Le Tribunal Administratif de Rouen, statuant en référé, a pris acte du désistement pur et simple de la SAS Paysages Adeline de sa requête en référé précontractuel. Cette requête visait à contester la procédure de passation de marchés d’entretien d’espaces verts engagée par Quevilly Habitat. Le juge a rejeté les conclusions de Quevilly Habitat au titre de l’article L. 761-1 du code de justice administrative, estimant qu’il n’y avait pas lieu de condamner la requérante aux frais. La décision se fonde sur l’article R. 222-1 du code de justice administrative pour donner acte du désistement.
Texte intégral
Vu la procédure suivante :
Par une requête, enregistrée le 24 décembre 2025, la SAS Paysages Adeline, représentée par la SELARL Axone Droit Public, demande au juge des référés, sur le fondement de l’article L. 551-1 du code de justice administrative :
1°) d’annuler la procédure de passation engagée par la société anonyme d’habitation à loyer modéré Quevilly Habitat en vue de l’attribution des marchés de prestations d’entretien des espaces verts du patrimoine situé sur la commune de Grand-Quevilly et des communes extérieures environnantes ;
2°) de mettre à la charge de la société anonyme d’habitation à loyer modéré Quevilly Habita la somme de 3 000 euros sur le fondement des dispositions de l’article L. 761-1 du code de justice administrative.

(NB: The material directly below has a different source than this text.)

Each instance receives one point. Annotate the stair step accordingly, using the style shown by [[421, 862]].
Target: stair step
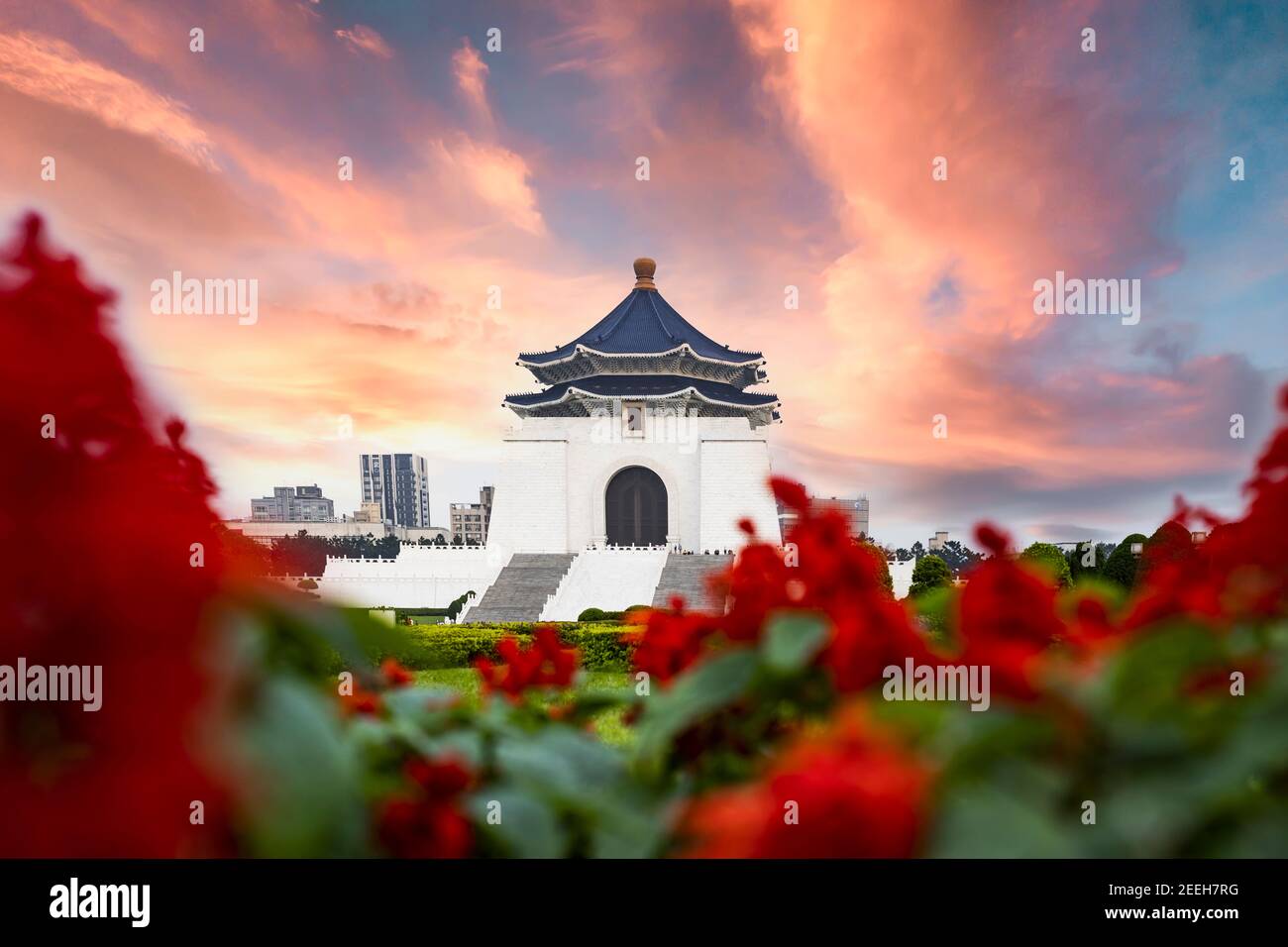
[[522, 587], [687, 577]]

Par un mémoire en défense, enregistré le 7 janvier 2026, la société anonyme d’habitation à loyer modéré Quevilly Habitat, représentée par Me Verilhac, conclut au rejet de la requête et à ce que soit mis à la charge de la SAS Paysages Adeline le versement de la somme de 3 000 euros sur le fondement des dispositions de l’article L. 761-1 du code de justice administrative.

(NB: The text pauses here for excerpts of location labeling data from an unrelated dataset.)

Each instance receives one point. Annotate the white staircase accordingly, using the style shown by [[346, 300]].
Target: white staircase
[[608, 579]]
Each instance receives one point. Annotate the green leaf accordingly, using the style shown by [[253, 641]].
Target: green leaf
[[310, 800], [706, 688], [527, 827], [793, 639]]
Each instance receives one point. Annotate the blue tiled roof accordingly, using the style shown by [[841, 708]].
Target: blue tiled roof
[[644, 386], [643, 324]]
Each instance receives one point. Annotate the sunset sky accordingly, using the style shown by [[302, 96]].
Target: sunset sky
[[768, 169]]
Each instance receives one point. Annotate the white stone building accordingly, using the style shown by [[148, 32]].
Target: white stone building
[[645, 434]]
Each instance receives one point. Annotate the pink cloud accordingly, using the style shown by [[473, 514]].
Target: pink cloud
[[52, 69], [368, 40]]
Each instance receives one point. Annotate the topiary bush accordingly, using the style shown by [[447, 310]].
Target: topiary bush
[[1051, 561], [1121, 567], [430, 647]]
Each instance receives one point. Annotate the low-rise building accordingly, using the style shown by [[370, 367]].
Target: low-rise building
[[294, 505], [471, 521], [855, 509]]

La requête a été communiquée à la SAS Idverde qui n’a pas produit d’observations.
Par un courrier du 9 janvier 2026, les parties ont été informées, en application des dispositions de l’article R. 611-7 du code de justice administrative, de ce que l’ordonnance à intervenir est susceptible d’être fondée sur le moyen soulevé d’office tiré de l’incompétence du juge du référé précontractuel pour connaître de la requête présentée par la société Paysages Adeline qui n’entre pas dans le champ d’application matériel de l’article L. 551-1 du code de justice administrative.
Vu les autres pièces du dossier ;
Vu :
- le code de justice administrative.
La présidente du tribunal a désigné M. Banvillet, vice-président, en application des dispositions de l’article L. 511-2 du code de justice administrative, pour statuer sur les requêtes en référé.
Considérant ce qui suit :
1. Aux termes de l’article R. 222-1 du code de justice administrative : « (…) les présidents de formation de jugement des tribunaux et des cours (…) peuvent, par ordonnance : / 1° Donner acte des désistements ; / (…) / 5° Statuer sur les requêtes qui ne présentent plus à juger de questions autres que la condamnation prévue à l'article L. 761-1 ou la charge des dépens (…) »
2. Par mémoire enregistré le 12 janvier 2026, la SAS Paysages Adeline a déclaré se désister de sa requête. Ce désistement est pur et simple. Rien ne s’oppose à ce qu’il en soit donné acte.
3. Dans les circonstances de l’espèce, il n’y a pas lieu de mettre à la charge de la SAS Paysages Adeline la somme que demande la société anonyme d’habitation à loyer modéré Quevilly Habitat sur le fondement des dispositions de l’article L. 761-1 du code de justice administrative.
O R D O N N E :
Article 1er : Il est donné acte du désistement de la SAS Paysages Adeline.
Article 2 : Les conclusions présentées par la société anonyme d’habitation à loyer modéré Quevilly Habitat sur le fondement de l’article L. 761-1 du code de justice administrative sont rejetées.
Article 3 : La présente ordonnance sera notifiée à la SAS Paysages Adeline, à la société anonyme d’habitation à loyer modéré Quevilly Habitat et à la SAS Idverde.
Fait à Rouen, le 14 janvier 2026.
Le juge des référés,
Signé :
M. BANVILLET
La République mande et ordonne au préfet de la Seine-Maritime en ce qui le concerne et à tous commissaires de justice à ce requis en ce qui concerne les voies de droit commun contre les parties privées, de pourvoir à l’exécution de la présente décision ».